To make sure I understand the status of change, is the remaining question here how the AvroSchema derive should ”choose” which enum format to use when constructing the schema?

If so, I was thinking that the AvroSchema derive could infer the correct behavior based on the variant characteristics:

  • All unit variants, create an enum schema as we do today.
  • 1+ non-unit variants with either named fields, or single-field unnamed fields, use the Record-style (as in this PR) as the schema.

That leaves the case of non-unit, multi-field, unnamed fields 😅. For those, we should return a compile error, I think, and let the dev implement AvroSchemaComponent themselves — otherwise, could add Record fields named 0, 1, …

spiegela avatar Nov 14 '22 13:11 spiegela

The actual problem in ser.rs and de.rs. This PR changes the way apache_avro serializes objects/instances into apache_avro::types::Value. For now I see no way to make the serde logic more dynamic, i.e. depending on the enum variants' types or on container/field's attribute to decide what kind of Value to construct.

The new serde logic is powerful enough to handle complex kinds of Rust enums (by using Schema::Record([Schema::Enum, Schema::Union])). But it does not support the old representation (Schema::Enum) because all variants are mapped to Value::Null and there could be at most one null in an Avro Union.

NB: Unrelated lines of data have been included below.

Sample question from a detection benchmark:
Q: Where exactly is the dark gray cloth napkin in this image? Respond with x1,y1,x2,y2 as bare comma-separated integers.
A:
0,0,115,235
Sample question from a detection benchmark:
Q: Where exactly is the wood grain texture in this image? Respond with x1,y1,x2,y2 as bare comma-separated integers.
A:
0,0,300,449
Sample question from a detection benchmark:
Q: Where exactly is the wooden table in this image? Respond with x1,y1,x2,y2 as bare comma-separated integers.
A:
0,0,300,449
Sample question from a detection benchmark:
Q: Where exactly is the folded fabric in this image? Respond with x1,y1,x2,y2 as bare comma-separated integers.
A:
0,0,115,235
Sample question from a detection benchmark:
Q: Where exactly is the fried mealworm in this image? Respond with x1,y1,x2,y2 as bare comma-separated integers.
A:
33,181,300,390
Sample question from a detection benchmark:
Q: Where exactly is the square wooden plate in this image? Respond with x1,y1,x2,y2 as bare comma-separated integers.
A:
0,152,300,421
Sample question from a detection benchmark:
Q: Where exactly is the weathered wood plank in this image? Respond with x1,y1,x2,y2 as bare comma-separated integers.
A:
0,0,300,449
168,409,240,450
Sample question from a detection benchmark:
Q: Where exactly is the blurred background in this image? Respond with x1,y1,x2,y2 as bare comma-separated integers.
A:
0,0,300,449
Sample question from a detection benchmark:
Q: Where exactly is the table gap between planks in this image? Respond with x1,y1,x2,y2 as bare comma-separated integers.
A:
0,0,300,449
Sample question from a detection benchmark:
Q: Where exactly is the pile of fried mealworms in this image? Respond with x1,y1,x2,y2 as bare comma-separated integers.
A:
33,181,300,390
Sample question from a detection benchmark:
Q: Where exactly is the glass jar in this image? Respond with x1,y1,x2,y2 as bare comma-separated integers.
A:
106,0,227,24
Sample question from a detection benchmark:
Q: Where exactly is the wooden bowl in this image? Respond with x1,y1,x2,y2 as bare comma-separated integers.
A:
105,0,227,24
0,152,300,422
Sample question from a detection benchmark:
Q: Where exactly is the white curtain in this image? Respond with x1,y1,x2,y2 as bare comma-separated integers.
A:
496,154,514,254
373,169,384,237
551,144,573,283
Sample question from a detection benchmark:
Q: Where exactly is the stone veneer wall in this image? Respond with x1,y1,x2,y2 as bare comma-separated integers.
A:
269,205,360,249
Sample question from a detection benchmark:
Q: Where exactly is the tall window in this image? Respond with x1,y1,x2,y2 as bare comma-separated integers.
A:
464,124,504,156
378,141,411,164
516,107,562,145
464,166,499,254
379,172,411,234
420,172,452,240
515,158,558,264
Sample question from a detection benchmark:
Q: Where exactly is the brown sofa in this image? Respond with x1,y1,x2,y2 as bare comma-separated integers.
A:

The logic what schema to derive looks like a simpler task (although I haven't tried it yet, so I might be wrong).

martin-g avatar Nov 14 '22 15:11 martin-g

Seems like AVRO-3695 should be addressed in this issue. (see https://github.com/apache/avro/pull/2035)

However I just tested it against Master + AVRO-3631 and it does not address the problem.

This is my last blocking issue for using Rust for our industry protocol, so hoping it can be looked at. @martin-g ?

I've created what is probably a 'Hack' fix that addresses the issue for me. But honestly I'm not sure what i'm doing here, so it likley breaks other stuff. (So I havn't made a PR, just added here for your info)

ser.rs. line # 260 or so

fn serialize_newtype_variant<T: ?Sized>(
        self,
        _enum_name: &'static str,
        index: u32,
        _variant: &'static str,
        value: &T,
    ) -> Result<Self::Ok, Self::Error>
    where
        T: Serialize,
    {
        let serialized = value.serialize(self)?;
        let _idx = match serialized {
            // assumes that the Null variant is always the first one, as in Avro's Union
            Value::Null => 0,
            _ => index,
        };
        // Ok(Value::Record(vec![
        //     ("type".to_owned(), Value::Enum(index, variant.to_owned())),
        //     ("value".to_owned(), Value::Union(idx, Box::new(serialized))),
        // ]))

        Ok(Value::Union(index, Box::new(serialized)))
    }

markfarnan avatar Mar 13 '23 19:03 markfarnan